The first cracks in the facade of OPEC unity have appeared in the run- up to the ministerial conference that opens in Bali on 21 November. An apparent consensus among Gulf states for a six-month extension of the current production ceiling has been broken by Iran which is calling for a three-month roll-over.

This shorter agreement would leave room for a cut in production during the second quarter of 1995 when demand is likely to slacken with the arrival of spring. Iran is understood to have received little or no support for this proposal.
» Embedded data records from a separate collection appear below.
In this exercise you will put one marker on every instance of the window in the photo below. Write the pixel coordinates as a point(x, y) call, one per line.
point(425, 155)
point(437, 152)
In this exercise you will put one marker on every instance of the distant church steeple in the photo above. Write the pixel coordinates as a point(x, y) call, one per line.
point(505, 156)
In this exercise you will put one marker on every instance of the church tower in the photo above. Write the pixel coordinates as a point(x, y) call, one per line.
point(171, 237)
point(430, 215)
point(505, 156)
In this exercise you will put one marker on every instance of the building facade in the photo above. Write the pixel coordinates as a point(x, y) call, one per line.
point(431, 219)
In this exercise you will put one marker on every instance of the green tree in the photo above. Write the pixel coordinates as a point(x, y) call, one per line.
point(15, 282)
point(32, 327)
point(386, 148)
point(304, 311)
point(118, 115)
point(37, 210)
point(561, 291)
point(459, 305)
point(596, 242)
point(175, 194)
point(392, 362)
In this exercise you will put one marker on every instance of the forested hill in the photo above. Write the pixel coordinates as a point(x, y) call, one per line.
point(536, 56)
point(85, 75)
Prices have firmed in recent weeks and continued OPEC production at around the present 25 million barrels a day (b/d) is expected to lead to higher prices. Analysts agree that higher prices rather than higher production is the shared goal of the leading OPEC states.

Saudi Arabia, in particular, has a vested interest is seeing prices strengthen due to financial pressures, according to the latest monthly report from the London-based Centre for Global Energy Studies (CGES). The centre expects OPEC to settle for a six-month extension of the 24.52 million b/d quota. It says that a shorter period would send the wrong signal to a market already trying to assess the implications of Iraq’s formal recognition of Kuwait’s borders.
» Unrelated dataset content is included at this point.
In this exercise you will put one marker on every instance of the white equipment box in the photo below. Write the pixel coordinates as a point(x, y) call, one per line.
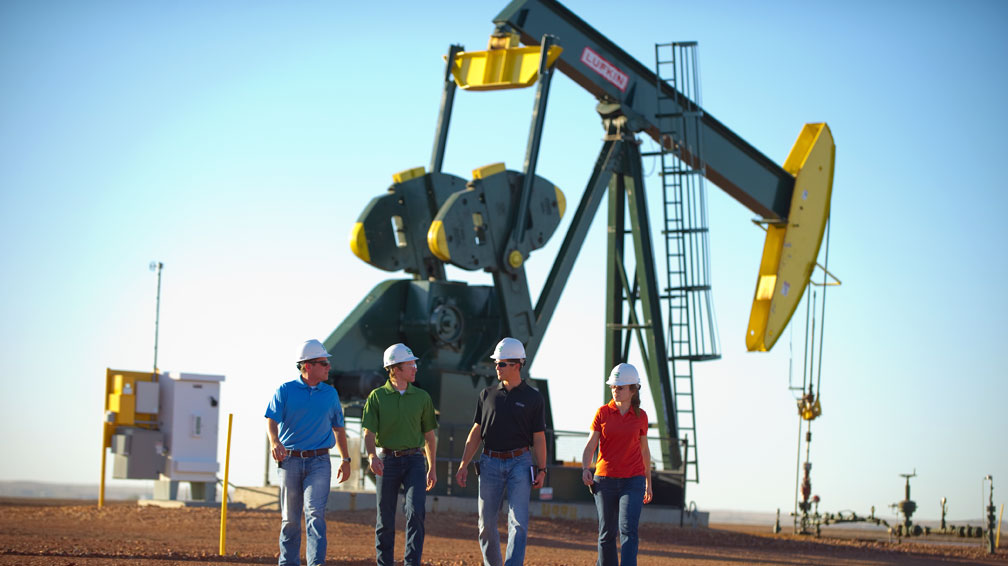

A longer period would send the opposite signal, forcing prices steeply upwards to $25 a barrel by the fourth quarter of 1995, CGES argues. Such high prices would be inimical to the long-term interests of Saudi Arabia, OPEC’s largest producer, the report says.

CGES bases its assessment on the conviction that prices are stronger now because of an increasing shortage of residual crudes. Demand for OPEC oil has increased by 400,000 b/d this year and is due to rise by a further 800,000 b/d in 1995. ‘The market needs more oil from OPEC – it is as simple as that,’ the report says.

The other outstanding issue facing OPEC in Bali is the selection of a new secretary-general to replace Doctor Subroto of Indonesia who stepped down in June. His post has been filled temporarily by Libyan Energy Minister Abdullah Salem al-Badri. Prime candidates to succeed Subroto are Alirio Parra of Venezuela and Rilwanu Lukman of Nigeria. Both have previously served as OPEC president. Iran has been holding out for its own candidate, former commerce minister Hossein Kazempour-Ardebili, who is Iran’s present representative on the OPEC board of governors.